Differences between revisions 3 and 4
Revision 3 as of 2013-10-21 06:02:04
Size: 8661
Editor: ?HelmutGrohne
Comment: fix moin markup in section headers
Revision 4 as of 2013-10-24 16:34:35
Size: 8718
Editor: ?HelmutGrohne
Comment:
Deletions are marked like this. Additions are marked like this.
Line 4: Line 4:
TODO: Integrate into [[Multiarch/InterpreterProposal]].

/!\ This page is work in progress and may be inaccurate. /!\ TODO: Integrate into Multiarch/InterpreterProposal.

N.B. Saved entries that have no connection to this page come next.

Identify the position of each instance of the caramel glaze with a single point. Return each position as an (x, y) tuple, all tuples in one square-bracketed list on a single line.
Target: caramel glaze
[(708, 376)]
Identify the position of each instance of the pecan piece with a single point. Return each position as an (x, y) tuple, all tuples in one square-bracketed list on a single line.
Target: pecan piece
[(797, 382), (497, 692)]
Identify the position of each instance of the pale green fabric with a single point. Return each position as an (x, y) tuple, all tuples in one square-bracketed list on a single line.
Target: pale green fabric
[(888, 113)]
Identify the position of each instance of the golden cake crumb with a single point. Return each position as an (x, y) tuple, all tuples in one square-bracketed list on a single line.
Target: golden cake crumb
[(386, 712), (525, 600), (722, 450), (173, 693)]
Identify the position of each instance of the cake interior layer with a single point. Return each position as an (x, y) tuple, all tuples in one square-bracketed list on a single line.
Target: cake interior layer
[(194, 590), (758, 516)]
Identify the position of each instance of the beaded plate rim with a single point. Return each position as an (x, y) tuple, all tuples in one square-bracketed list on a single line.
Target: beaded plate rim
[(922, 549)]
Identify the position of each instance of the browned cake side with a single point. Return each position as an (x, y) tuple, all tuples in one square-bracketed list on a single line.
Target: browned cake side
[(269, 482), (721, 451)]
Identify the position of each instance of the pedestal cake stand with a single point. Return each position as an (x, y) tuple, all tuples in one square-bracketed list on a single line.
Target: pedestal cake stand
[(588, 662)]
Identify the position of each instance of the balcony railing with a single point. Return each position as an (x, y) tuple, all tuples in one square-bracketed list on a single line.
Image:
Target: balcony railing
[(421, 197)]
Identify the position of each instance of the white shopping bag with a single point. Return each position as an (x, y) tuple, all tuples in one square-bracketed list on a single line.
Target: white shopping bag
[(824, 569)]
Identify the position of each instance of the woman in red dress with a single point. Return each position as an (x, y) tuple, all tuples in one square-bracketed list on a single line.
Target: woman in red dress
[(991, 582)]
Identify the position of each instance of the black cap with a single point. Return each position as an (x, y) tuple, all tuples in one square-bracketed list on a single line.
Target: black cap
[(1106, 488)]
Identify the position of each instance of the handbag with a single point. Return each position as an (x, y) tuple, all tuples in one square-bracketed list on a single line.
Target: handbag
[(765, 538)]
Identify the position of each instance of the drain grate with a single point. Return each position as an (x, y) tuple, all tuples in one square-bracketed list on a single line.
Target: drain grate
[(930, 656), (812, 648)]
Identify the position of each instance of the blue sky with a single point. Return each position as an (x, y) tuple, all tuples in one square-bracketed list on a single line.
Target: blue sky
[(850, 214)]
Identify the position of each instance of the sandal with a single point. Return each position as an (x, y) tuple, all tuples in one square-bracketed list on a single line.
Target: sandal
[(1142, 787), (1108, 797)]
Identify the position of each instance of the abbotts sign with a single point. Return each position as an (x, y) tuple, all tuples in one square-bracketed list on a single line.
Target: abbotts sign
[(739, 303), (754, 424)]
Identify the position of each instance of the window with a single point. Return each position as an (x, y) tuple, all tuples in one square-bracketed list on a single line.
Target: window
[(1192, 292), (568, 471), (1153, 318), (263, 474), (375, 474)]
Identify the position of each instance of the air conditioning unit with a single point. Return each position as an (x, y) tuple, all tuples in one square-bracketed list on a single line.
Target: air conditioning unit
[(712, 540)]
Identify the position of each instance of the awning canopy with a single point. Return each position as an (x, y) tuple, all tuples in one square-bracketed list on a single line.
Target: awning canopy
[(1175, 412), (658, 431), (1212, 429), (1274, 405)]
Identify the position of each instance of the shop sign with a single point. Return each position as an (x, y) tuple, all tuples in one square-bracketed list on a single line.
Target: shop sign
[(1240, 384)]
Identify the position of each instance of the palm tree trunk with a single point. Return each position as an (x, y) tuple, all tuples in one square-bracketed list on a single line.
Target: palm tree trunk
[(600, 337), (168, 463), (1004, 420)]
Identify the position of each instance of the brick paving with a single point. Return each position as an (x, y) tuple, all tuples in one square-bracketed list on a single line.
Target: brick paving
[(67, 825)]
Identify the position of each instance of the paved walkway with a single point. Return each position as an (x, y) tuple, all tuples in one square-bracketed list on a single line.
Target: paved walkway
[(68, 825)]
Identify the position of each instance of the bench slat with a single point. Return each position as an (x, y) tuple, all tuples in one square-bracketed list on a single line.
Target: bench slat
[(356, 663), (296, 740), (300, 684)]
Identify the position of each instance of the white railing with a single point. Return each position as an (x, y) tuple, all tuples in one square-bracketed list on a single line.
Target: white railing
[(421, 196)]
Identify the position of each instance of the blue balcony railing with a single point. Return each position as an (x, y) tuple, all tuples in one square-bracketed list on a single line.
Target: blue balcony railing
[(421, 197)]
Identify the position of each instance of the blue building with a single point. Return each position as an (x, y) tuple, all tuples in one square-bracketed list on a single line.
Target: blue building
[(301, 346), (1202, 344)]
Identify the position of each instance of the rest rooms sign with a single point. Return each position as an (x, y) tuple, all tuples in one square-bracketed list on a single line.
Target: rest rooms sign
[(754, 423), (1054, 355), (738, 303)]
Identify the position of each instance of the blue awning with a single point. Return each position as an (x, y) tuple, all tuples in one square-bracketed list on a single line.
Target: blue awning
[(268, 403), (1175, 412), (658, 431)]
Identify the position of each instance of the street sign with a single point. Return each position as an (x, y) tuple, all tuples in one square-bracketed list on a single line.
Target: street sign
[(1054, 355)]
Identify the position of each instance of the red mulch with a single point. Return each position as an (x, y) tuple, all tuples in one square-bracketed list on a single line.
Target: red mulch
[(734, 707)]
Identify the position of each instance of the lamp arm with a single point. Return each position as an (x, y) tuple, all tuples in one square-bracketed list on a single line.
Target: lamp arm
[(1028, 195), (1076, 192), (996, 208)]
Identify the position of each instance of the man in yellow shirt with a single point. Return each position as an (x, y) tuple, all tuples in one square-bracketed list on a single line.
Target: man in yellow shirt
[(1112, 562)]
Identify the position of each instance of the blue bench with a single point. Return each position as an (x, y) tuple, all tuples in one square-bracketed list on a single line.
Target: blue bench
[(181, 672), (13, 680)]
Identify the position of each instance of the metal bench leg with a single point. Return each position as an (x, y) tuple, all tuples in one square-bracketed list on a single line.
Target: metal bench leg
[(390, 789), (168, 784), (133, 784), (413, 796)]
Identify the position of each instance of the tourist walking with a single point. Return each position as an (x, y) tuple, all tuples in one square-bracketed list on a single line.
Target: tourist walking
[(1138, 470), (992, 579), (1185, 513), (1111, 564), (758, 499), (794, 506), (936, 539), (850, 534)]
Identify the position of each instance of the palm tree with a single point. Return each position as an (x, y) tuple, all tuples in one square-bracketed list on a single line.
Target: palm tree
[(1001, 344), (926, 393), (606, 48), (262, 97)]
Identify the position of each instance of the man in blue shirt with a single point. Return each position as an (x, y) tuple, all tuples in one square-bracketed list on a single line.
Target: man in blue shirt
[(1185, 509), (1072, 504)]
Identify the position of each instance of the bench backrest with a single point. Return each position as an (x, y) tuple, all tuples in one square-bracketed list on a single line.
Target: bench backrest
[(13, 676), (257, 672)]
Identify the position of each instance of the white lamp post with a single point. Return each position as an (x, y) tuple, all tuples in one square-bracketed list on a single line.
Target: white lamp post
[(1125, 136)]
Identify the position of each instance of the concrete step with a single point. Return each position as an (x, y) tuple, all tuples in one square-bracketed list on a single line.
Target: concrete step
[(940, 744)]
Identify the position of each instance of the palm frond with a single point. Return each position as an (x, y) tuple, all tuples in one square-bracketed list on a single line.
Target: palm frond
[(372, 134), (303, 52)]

Proposed changes to the Multiarch Spec

The current multiarch specification is not capable of expressing a few situations that actually occur in the Debian archive. This document is to explain the specific sub-problems and to propose solutions. It is based on discussions that happened during DebConf13.

Issues

This section describes known limitations of the current specification and explains the kind and number of packages affected.

Library extensions

Consider a shared library in one package and an extension to this library in a different package. As soon as the library becomes M-A:same, it can be installed for multiple architectures simultaneously. To extend the library, the extension must be available for the same architectures as is the library. Currently there is no way to express this condition to dpkg. The issue comes in two flavours.

LD_PRELOAD

It is possible to change the behaviour of the C library by exporting the LD_PRELOAD environment variable. A package that uses this technique usually has a shared library and a shell script that sets up LD_PRELOAD to point to its library. A user installing such a packages would expect it to work in a multiarch environment. That means that the shared library should be available in all the architectures the user uses. Currently, such packages are only installed for the native architecture (by default) and are not available for foreign architectures. As of this writing, the only tool that can be used on foreign architectures at all is fakechroot, because it depends on a M-A:same libfakechroot. A user can install libfakechroot for multiple architectures, but this does not happen automatically.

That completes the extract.